I love it so much, it was used as soundtrack music in Rebel Assault II and got me addicted. Haha. The other thing that game used that I never noticed in the movies was the music from Empire Strikes Back when they're running away from the Star Destroyer and find the giant worm hole.

I can't post youtube links to most of the good stuff cause almost every single version of any Williams score on youtube is muted due to copyright violations. Hell yeah. 

I'm a gigantic soundtrack nerd, though. I love all kinds of oldschool soundtracks like Seventh Voyage and Golden Voyage of Sinbad, Blood on Satan's Claw, some of the old James Bond movies, etc. Some of the Bond movies had amazing soundtracks which rarely get referenced cause the movies are so silly.

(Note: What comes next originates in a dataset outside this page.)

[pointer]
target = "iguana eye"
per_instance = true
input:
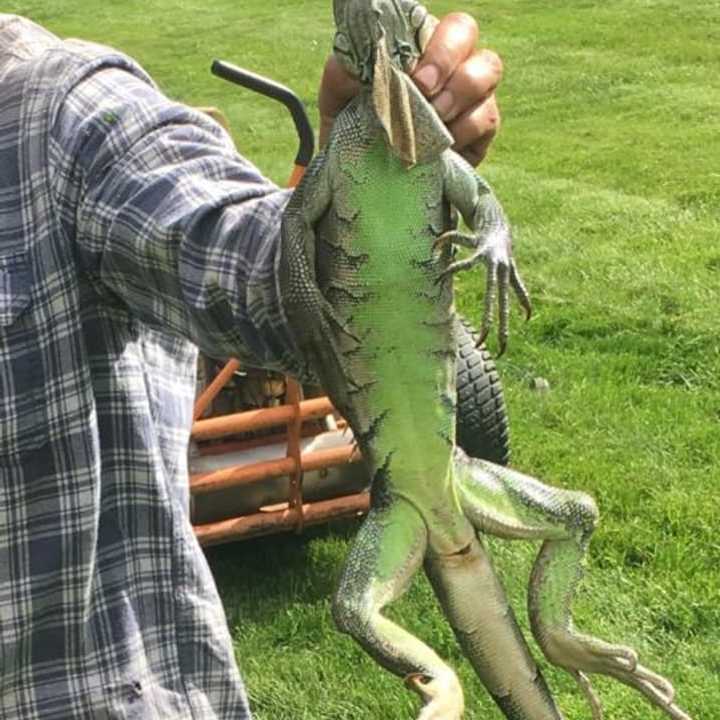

Ex, Moonraker's love theme:



And probably the best in the series, the score to On Her Majesty's Secret Service:



I love all kinds of John Barry scores, the massive string arpeggios behind gorgeous melodies just never get old. King Kong 76 and Out of Africa in particular are lovely. Some of his other stuff like The Black Hole, Dances with Wolves, etc is also pretty awesome.

Ennio Morricone is another huge name obviously, the Cinema Paradiso themes and The Great Silence are my favorite scores by him, but he's got plenty of classics. The Good the Bad and the Ugly is obviously the most famous (you hear that main theme quoted in EVERYTHING), and is awesome. "Gabriel's Oboe" from "The Mission" is another really popular one.

But yeah, Cinema Paradiso, jesus!



The Great Silence (it's a really, really dark western set in winter the mountains of Utah, the soundtrack has a great desolate feel that matches it perfectly):


----------



## Pweaks (Oct 18, 2014)




----------



## liamh (Oct 18, 2014)

4:50 onwards is just so ....ing emotional
This soundtrack is unbelievably good, my favourite of all time without a doubt. 
One of my favourite films as well


----------



## MFB (Oct 18, 2014)

Since Conan took my nomination for best movie soundtrack, I should note that Twin Peaks has recently stolen a place in my heart with it's theme


----------



## wankerness (Oct 18, 2014)

That show has a good main theme, but too bad the actual episodes tend to just be scored with the same crappy synth music over and over again until you can't take it anymore! Especially the bulk of the above-posted "Laura's Theme" with its one minute intro of three silly "mysterious" synth chords. Gack. I really don't like that show's music, which is weird, cause the scores to Blue Velvet and Mulholland Dr are really good.


----------



## Xaios (Oct 18, 2014)

Some of the aforementioned Star Trek music:

Theme from Star Trek: Deep Space Nine (seasons 1-3). Dat trumpet...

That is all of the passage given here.